Pretty much talk about elections that don't go in any other thread...Such as the 2022 midterm or 2024 general election that currently have threads. Examples of what goes here can be the 2021 off year elections or elections in other countries.
McAuliffe and Youngkin are in a dead heat with one week to Virginia governor election, poll shows
Source: USA Today
Virginia's bellwether race for governor remains close in the final stretch of a campaign that is testing President Joe Biden’s sagging approval numbers going into the 2022 midterms.
Democrat Terry McAuliffe and Republican Glenn Youngkin are tied at roughly 45% each, according to a USA TODAY/Suffolk University Poll released Tuesday. But roughly 5% of likely voters say they are still undecided a week before the Nov. 2 vote.
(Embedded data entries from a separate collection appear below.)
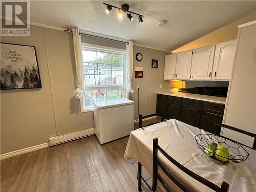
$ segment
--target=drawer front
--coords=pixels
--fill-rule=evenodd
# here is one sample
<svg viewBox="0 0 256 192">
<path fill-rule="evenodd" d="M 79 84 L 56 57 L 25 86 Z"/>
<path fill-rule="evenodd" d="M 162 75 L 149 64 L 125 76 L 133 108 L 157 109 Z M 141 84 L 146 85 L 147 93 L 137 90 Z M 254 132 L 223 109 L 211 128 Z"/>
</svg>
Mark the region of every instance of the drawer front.
<svg viewBox="0 0 256 192">
<path fill-rule="evenodd" d="M 167 100 L 168 96 L 162 94 L 157 94 L 157 99 Z"/>
<path fill-rule="evenodd" d="M 203 108 L 223 112 L 225 108 L 225 104 L 204 101 L 203 103 Z"/>
<path fill-rule="evenodd" d="M 181 103 L 181 97 L 174 97 L 174 96 L 168 96 L 168 101 L 176 102 L 177 103 Z"/>
<path fill-rule="evenodd" d="M 182 98 L 182 103 L 201 108 L 202 101 L 198 100 Z"/>
</svg>

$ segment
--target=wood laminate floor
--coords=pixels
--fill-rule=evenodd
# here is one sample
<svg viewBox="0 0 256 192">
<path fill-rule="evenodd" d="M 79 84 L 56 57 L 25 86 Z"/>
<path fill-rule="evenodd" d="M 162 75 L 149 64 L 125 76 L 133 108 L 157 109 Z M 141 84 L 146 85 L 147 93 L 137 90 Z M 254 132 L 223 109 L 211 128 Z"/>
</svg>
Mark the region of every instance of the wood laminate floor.
<svg viewBox="0 0 256 192">
<path fill-rule="evenodd" d="M 101 145 L 93 135 L 2 160 L 1 191 L 137 191 L 138 162 L 123 158 L 128 139 Z M 144 170 L 142 175 L 151 184 Z M 150 191 L 144 183 L 142 191 Z"/>
</svg>

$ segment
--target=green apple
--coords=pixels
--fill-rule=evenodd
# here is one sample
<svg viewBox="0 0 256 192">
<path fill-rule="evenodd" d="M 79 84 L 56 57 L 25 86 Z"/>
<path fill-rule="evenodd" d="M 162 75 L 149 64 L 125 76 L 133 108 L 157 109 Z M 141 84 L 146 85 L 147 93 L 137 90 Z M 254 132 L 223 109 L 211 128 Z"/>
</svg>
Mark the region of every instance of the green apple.
<svg viewBox="0 0 256 192">
<path fill-rule="evenodd" d="M 214 152 L 214 156 L 216 159 L 221 161 L 227 161 L 227 160 L 228 160 L 228 155 L 221 150 L 215 151 L 215 152 Z"/>
<path fill-rule="evenodd" d="M 229 152 L 228 152 L 228 150 L 225 146 L 218 145 L 217 147 L 216 147 L 216 150 L 222 151 L 223 152 L 226 153 L 226 154 L 227 154 L 228 156 L 229 155 Z"/>
<path fill-rule="evenodd" d="M 209 156 L 213 156 L 217 146 L 217 143 L 216 143 L 209 144 L 205 149 L 205 153 Z"/>
</svg>

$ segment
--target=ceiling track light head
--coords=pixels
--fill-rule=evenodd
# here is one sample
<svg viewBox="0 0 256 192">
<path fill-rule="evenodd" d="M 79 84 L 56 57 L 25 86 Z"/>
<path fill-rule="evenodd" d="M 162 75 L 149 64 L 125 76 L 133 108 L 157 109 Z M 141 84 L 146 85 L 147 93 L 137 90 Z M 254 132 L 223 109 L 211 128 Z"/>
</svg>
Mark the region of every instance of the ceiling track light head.
<svg viewBox="0 0 256 192">
<path fill-rule="evenodd" d="M 132 16 L 132 13 L 127 13 L 127 17 L 130 19 L 130 20 L 132 20 L 133 19 L 133 17 Z"/>
<path fill-rule="evenodd" d="M 123 4 L 121 6 L 121 9 L 124 12 L 126 12 L 129 10 L 129 6 L 127 4 Z"/>
<path fill-rule="evenodd" d="M 123 16 L 123 14 L 122 13 L 122 11 L 119 9 L 118 12 L 117 12 L 117 16 L 118 16 L 118 17 L 119 18 L 122 18 L 122 16 Z"/>
<path fill-rule="evenodd" d="M 141 16 L 141 15 L 139 15 L 139 22 L 140 23 L 140 24 L 141 24 L 143 22 L 143 20 L 142 19 L 142 17 Z"/>
<path fill-rule="evenodd" d="M 111 9 L 112 9 L 112 6 L 111 6 L 110 5 L 106 5 L 106 8 L 105 9 L 106 13 L 109 14 Z"/>
</svg>

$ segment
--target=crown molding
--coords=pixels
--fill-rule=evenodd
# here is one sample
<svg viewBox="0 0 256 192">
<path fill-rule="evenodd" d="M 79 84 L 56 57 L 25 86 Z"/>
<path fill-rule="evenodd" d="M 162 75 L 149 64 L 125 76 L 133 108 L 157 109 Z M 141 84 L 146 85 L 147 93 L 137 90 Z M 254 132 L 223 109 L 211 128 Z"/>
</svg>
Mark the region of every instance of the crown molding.
<svg viewBox="0 0 256 192">
<path fill-rule="evenodd" d="M 66 29 L 65 28 L 61 28 L 61 27 L 52 26 L 50 25 L 40 24 L 39 23 L 36 23 L 36 22 L 30 22 L 30 25 L 42 27 L 44 27 L 46 28 L 55 29 L 55 30 L 59 30 L 59 31 L 64 31 L 65 29 Z"/>
<path fill-rule="evenodd" d="M 63 31 L 64 30 L 66 29 L 65 28 L 60 28 L 60 27 L 50 26 L 50 25 L 46 25 L 46 24 L 41 24 L 41 23 L 39 23 L 34 22 L 30 22 L 30 25 L 42 27 L 44 27 L 44 28 L 46 28 L 55 29 L 55 30 L 57 30 L 62 31 Z M 103 35 L 103 34 L 100 34 L 100 33 L 92 32 L 90 32 L 90 31 L 83 30 L 81 30 L 81 29 L 79 29 L 79 30 L 82 33 L 87 33 L 87 34 L 88 34 L 89 35 L 96 35 L 96 36 L 98 36 L 102 37 L 105 37 L 105 38 L 111 38 L 111 39 L 113 39 L 114 40 L 121 40 L 121 41 L 129 41 L 129 40 L 127 40 L 127 39 L 122 39 L 122 38 L 116 38 L 116 37 L 113 37 L 112 36 Z M 144 48 L 146 48 L 155 49 L 156 50 L 165 51 L 165 52 L 168 52 L 168 53 L 171 53 L 172 52 L 169 50 L 164 50 L 164 49 L 159 49 L 159 48 L 155 48 L 155 47 L 150 47 L 150 46 L 145 46 L 145 45 L 143 45 L 138 44 L 136 44 L 136 43 L 135 43 L 134 45 L 136 45 L 137 46 L 142 47 L 144 47 Z"/>
<path fill-rule="evenodd" d="M 172 53 L 172 51 L 169 51 L 169 50 L 164 50 L 164 49 L 159 49 L 159 48 L 157 48 L 156 47 L 150 47 L 150 46 L 144 46 L 143 45 L 141 45 L 141 44 L 134 44 L 134 45 L 136 45 L 137 46 L 139 46 L 139 47 L 144 47 L 144 48 L 149 48 L 149 49 L 155 49 L 156 50 L 158 50 L 158 51 L 165 51 L 166 52 L 168 52 L 168 53 Z"/>
<path fill-rule="evenodd" d="M 253 24 L 256 24 L 256 20 L 253 20 L 252 22 L 248 22 L 244 24 L 240 25 L 238 26 L 239 28 L 241 28 L 241 27 L 244 27 L 245 26 L 248 26 L 249 25 L 253 25 Z"/>
</svg>

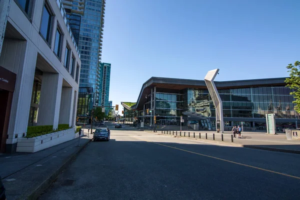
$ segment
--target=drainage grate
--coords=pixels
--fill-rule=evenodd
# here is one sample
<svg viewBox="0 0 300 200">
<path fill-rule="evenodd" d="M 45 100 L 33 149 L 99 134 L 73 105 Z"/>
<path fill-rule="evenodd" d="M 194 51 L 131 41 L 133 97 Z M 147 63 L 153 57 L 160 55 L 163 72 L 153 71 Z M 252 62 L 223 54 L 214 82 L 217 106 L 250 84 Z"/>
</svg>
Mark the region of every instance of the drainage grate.
<svg viewBox="0 0 300 200">
<path fill-rule="evenodd" d="M 72 186 L 73 184 L 73 183 L 74 181 L 75 180 L 64 180 L 62 182 L 60 186 Z"/>
</svg>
David Paleologos, director of Suffolk University Political Research Center, said the race is simply a "dead heat" and will boil down to which party can get out its voters.
McAuliffe receives 45 percent to Youngkin’s 53 percent in a new Fox News survey of Virginia likely voters. Youngkin’s eight-point advantage is outside the poll’s margin of sampling error.
That’s a big shift from two weeks ago, when McAuliffe was ahead by five, 51-46 percent.
Echelon Insights
@EchelonInsights
New #VAGOV poll from Echelon: Glenn Youngkin holds a 3 point edge in the likely electorate, and a similar advantage among all voters.
Eric Adams is elected mayor of New York City.
Source: New York Times
Eric Adams, a former New York City police captain whose attention-grabbing persona and keen focus on racial justice fueled a decades-long career in public life, was elected on Tuesday as the 110th mayor of New York, and the second Black mayor in the city’s history.
The Associated Press called Mr. Adams’s victory 10 minutes after the polls closed at 9 p.m.
Miami Mayor Francis Suarez reelected in a landslide victory
Source: Miami Herald
Miami Mayor Francis Suarez won reelection Tuesday night, handily defeating lesser-known opponents to earn his second four-year term as the figurehead of South Florida’s most populous city.
Before Election Day, Suarez captured about 79% of the mail ballots and early votes, building a giant lead before polls opened Tuesday. Suarez’s re-election was so anticipated that fans and supporters barely noticed when a big screen projecting results at his election party showed the mayor ahead of his second-place opponent by more than 13,000 votes.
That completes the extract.